The lead attorney in the lawsuit against Activision Blizzard in California resigns, alleging interference by the governor of California.

California’s lawsuit against Activision Blizzard has taken a new turn. A new report by Bloomberg’s Jason Schreier details allegations that the California governor is increasingly interfering in the lawsuit.

The case’s lead attorney, Janette Wipper, was fired by Governor Gavin Newsom. Another lawyer, Melanie Proctor, the assistant attorney general, resigned this week to protest her boss’ firing. These two lawyers had left their role in the lawsuit this month, without explanation at the time.

The ongoing case against Activision Blizzard by the California Department of Fair Employment and Housing (DFEH) is still pending. The state agency recently attempted to block the company’s settlement agreement with the U.S. Equal Employment Opportunity Commission (EEOC), but a federal judge denied the attempt and ultimately ruled approved the deal, thus giving way to Activision Blizzard.

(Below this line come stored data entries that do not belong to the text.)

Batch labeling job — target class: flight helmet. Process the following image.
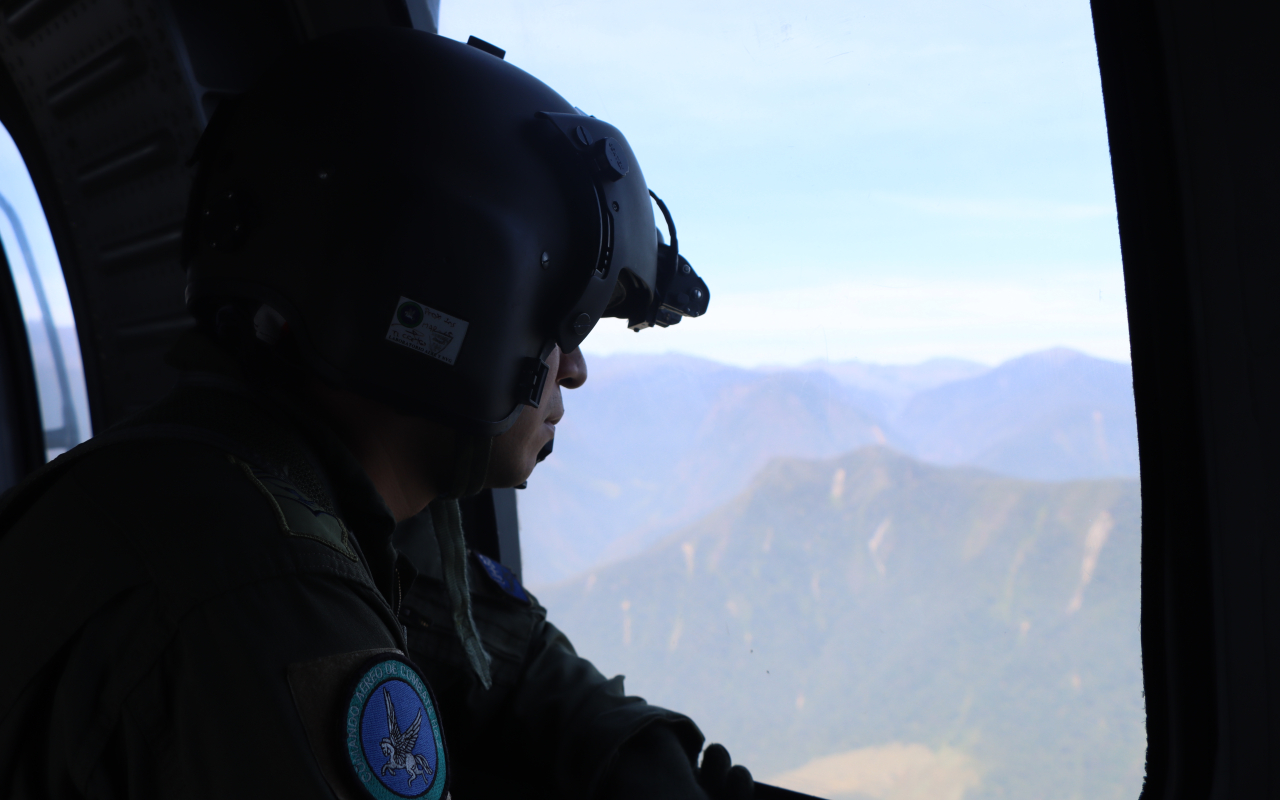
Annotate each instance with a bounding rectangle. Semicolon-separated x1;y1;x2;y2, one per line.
183;27;709;436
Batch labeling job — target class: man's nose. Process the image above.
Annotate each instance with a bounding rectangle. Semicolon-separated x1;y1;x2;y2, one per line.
556;348;588;390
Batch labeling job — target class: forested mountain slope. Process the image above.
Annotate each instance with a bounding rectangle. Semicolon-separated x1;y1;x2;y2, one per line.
538;446;1144;800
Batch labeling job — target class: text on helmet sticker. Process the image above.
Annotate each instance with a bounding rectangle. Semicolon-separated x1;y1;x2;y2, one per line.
385;297;469;366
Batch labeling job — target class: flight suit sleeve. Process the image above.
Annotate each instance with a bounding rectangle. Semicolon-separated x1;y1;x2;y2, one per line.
400;553;705;799
60;572;404;800
598;722;709;800
524;614;711;793
496;613;706;799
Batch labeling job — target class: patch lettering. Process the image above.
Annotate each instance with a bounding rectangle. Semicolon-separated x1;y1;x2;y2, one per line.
344;655;448;800
385;296;468;366
471;551;530;604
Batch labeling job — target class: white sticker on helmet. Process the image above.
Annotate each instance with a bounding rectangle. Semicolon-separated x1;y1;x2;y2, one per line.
385;296;469;366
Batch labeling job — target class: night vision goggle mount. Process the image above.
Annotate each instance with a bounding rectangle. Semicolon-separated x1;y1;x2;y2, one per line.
537;112;710;350
646;191;709;330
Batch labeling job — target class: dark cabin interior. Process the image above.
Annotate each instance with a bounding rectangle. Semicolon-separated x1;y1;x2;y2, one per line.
0;0;1272;795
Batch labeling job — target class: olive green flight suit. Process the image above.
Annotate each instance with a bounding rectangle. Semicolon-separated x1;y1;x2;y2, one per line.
394;514;706;799
0;363;418;799
0;334;708;799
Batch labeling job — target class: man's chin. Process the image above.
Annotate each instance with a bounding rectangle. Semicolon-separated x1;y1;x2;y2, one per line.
483;438;554;490
485;460;537;490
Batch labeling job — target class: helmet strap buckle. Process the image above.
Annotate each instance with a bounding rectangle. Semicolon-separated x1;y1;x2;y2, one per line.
515;357;550;408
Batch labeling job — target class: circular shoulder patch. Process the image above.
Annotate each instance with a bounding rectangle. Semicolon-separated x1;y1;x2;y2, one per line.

In this case, the departure of the two main lawyers and the allegations of interference raise questions about the future of the trial. Mr. Proctor sent an email (cited in the Bloomberg report) in which it is alleged that Mr. Newsom “repeatedly asked to be informed in advance of the strategy of the litigation and the next steps of it. this. As we continued to win in state court, this interference grew, mimicking the interests of Activision’s attorney,” she wrote. Furthermore, she stated that Janette Wipper had worked and tried to maintain the independence of the DFEH, which resulted in her being fired.

A representative for Newsom gave a statement denying the allegations and said Newsom “will continue to support DFEH in its efforts to combat all forms of discrimination and protect Californians.” The DFEH issued a similar statement, saying it will continue to enforce state civil rights and housing laws.

Activision Blizzard, which just this week announced the hiring of Kristen Hines as its chief diversity, equity and inclusion officer, is being considered for acquisition by Microsoft. The company admitted to its hiring shortcomings and, as part of EEOC regulations and official company statements, promised to do better to meet diversity goals and create a more welcoming workplace culture.